# Adobe Premiere Pro 2.0 Export Problem



## Baby Jane (4. Januar 2007)

Hallo
ich hoffe ihr könnt mir helfen....
Also mein Problem: Wenn ich das Fertige Video Exportieren möchte fängt er auch an aber dann kommt folgende Fehlermeldung :
Fehler beim Erstellen des Films Unbekannter Fehler

Die importierten Dateien habe ich mit Huffyuv v2.1.1 und den Sound weg Codiert.
Normalerweise Codiere ich das Fertige Video von Adobe mit Cinepack aber es ist egal welchen Codec ich nehme immer kommt die meldung.

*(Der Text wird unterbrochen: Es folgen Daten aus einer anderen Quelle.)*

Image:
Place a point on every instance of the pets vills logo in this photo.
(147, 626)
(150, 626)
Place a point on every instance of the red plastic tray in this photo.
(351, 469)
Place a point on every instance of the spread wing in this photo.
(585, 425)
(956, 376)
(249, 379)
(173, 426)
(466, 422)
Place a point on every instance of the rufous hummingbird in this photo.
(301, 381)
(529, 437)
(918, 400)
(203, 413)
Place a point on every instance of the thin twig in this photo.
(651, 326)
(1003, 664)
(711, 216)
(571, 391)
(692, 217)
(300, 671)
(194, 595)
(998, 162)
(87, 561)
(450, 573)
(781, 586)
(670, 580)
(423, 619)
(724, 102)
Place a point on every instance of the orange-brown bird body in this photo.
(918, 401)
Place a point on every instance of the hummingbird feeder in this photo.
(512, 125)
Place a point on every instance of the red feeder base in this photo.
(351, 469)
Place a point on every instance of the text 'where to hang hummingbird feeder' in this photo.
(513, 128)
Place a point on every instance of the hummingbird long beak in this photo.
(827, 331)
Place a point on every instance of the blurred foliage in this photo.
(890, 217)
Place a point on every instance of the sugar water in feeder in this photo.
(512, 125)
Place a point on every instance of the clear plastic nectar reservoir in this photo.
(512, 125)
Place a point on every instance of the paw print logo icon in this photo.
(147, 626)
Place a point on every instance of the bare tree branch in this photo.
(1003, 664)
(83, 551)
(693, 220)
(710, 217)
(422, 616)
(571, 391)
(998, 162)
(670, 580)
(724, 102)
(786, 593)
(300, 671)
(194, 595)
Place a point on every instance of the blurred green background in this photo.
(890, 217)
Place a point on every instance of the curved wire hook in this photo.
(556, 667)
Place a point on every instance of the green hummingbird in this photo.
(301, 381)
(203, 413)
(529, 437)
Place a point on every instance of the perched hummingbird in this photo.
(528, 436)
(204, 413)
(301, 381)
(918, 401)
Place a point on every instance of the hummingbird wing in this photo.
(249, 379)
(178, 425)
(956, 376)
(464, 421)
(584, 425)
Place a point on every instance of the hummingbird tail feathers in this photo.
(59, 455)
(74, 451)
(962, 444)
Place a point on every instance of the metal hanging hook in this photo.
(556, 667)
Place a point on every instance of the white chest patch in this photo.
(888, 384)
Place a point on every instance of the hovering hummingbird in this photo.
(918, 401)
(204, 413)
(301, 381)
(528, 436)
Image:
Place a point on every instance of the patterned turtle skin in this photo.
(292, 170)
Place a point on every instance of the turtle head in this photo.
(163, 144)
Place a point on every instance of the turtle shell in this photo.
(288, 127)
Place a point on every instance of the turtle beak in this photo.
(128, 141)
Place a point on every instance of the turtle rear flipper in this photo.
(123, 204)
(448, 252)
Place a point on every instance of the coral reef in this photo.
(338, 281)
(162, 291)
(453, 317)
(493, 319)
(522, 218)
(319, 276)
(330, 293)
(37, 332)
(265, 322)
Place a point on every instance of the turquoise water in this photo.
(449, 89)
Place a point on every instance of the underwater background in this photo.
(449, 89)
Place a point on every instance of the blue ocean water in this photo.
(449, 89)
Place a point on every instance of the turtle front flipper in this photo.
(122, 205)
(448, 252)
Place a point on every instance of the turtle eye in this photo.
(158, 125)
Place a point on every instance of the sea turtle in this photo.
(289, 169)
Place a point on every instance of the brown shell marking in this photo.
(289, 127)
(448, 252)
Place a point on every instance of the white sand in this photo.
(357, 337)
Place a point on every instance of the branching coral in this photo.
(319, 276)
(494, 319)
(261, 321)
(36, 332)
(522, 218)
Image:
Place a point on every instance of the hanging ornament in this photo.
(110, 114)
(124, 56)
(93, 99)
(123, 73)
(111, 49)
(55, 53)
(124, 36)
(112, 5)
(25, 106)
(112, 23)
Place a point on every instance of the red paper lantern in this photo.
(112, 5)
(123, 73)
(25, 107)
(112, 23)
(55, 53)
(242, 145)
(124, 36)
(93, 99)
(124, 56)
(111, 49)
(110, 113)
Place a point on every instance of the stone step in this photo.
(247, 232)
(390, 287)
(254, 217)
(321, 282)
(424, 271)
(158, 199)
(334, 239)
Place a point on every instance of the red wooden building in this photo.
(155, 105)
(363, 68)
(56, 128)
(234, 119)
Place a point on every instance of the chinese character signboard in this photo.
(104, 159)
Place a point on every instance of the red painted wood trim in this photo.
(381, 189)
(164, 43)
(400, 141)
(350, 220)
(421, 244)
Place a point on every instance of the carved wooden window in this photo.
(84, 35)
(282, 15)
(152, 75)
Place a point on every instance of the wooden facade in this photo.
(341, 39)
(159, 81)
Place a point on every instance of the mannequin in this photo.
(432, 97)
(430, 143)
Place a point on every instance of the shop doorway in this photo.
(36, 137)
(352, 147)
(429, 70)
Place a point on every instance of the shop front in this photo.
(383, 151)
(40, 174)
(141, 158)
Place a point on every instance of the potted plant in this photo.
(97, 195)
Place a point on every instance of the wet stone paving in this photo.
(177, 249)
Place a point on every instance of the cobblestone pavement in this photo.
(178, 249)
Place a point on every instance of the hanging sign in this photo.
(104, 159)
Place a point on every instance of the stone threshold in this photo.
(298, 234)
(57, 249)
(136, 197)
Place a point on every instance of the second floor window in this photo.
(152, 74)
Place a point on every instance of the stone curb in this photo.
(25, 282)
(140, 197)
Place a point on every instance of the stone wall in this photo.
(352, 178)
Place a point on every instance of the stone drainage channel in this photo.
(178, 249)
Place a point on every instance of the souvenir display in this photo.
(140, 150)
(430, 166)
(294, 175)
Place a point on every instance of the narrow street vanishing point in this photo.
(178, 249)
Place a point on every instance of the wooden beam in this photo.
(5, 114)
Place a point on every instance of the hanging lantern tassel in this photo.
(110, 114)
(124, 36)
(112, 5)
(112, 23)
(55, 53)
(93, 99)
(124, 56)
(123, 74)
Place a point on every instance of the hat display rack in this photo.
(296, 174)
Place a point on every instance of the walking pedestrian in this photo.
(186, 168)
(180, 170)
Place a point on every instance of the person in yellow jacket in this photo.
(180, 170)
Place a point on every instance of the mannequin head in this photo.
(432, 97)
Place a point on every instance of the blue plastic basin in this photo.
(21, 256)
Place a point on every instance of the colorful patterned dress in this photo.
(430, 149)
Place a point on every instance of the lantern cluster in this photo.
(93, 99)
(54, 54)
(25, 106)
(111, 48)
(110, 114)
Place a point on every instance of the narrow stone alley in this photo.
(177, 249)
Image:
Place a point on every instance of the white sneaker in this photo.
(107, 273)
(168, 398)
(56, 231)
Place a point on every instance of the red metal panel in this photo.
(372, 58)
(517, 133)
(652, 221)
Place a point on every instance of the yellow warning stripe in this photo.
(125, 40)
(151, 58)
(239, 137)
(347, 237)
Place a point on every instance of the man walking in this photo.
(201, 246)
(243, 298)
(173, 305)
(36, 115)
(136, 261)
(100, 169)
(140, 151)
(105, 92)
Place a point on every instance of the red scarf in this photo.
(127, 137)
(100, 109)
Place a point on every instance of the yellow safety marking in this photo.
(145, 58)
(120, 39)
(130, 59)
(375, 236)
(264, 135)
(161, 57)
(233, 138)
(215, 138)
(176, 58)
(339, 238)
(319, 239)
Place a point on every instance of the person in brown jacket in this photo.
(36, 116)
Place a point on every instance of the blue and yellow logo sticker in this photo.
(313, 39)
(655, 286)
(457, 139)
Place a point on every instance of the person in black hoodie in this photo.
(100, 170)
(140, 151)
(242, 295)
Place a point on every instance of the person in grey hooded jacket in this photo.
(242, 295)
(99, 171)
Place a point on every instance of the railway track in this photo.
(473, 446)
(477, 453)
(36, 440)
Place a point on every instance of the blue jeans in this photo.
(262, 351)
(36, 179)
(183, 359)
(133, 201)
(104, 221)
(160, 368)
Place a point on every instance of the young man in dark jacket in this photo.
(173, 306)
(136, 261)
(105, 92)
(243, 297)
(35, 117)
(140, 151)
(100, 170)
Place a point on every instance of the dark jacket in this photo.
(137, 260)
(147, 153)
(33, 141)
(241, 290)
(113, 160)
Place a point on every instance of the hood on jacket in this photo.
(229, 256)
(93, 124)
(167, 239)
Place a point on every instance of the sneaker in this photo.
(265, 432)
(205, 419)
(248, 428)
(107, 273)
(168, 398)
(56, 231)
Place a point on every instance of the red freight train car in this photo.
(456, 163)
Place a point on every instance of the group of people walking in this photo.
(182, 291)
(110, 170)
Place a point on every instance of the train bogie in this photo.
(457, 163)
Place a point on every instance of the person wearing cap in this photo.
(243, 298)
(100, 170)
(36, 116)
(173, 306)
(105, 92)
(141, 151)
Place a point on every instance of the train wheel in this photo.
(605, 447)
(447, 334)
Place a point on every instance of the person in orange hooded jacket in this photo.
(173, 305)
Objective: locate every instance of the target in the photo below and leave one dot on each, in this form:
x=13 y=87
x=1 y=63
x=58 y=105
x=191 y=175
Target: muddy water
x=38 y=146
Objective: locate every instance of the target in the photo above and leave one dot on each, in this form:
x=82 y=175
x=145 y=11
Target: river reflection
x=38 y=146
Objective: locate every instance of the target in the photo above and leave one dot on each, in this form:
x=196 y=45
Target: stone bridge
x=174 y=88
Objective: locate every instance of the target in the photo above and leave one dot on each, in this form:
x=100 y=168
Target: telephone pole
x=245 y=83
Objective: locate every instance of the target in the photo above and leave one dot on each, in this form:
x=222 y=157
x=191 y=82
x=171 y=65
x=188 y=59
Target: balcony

Ich hoffe ihr könnt mir irgentwie helfen  

LG Xtina


----------



## Baby Jane (5. Januar 2007)

ihr konntet mir zwar nicht helfen aber trotzdem danke ich habs alleine hinbekommen ^^


----------



## axn (5. Januar 2007)

Hallo und Willkommen!

Problem war sicher das Huffyuv-Material. Aber erzähl uns doch noch wie du es gelöst hast?

mfg

axn


----------



## Baby Jane (5. Januar 2007)

Es hatte gar nix mit den Codec oder so zu tun. Es lag an einem Video !
Es war anscheinend kaputt oder so. Ich hab Adobe Codieren lassen bis die fehlermeldung kam hab aber nicht auf OK gedrückt sondern zu dem Ordner wo er es hin Codiren sollte,
hab das angefangene Video mit Virtual Dub geöffnet und geguckt wo er auf gehört hat und das Video war dann auch der Grund!


----------



## Svinmi (22. Juni 2011)

Hallo zusammen,

falls jemand noch über dieses Problem - auch bei Folgeversionen von AP stolpert, so wie ich - hier mein Lösungsvorschlag:

Grundproblem war wie oben beschrieben, Ausgangsmaterial DV PAL, Export alle möglichen Varianten, immer Abbruch, Ton solo funktionierte.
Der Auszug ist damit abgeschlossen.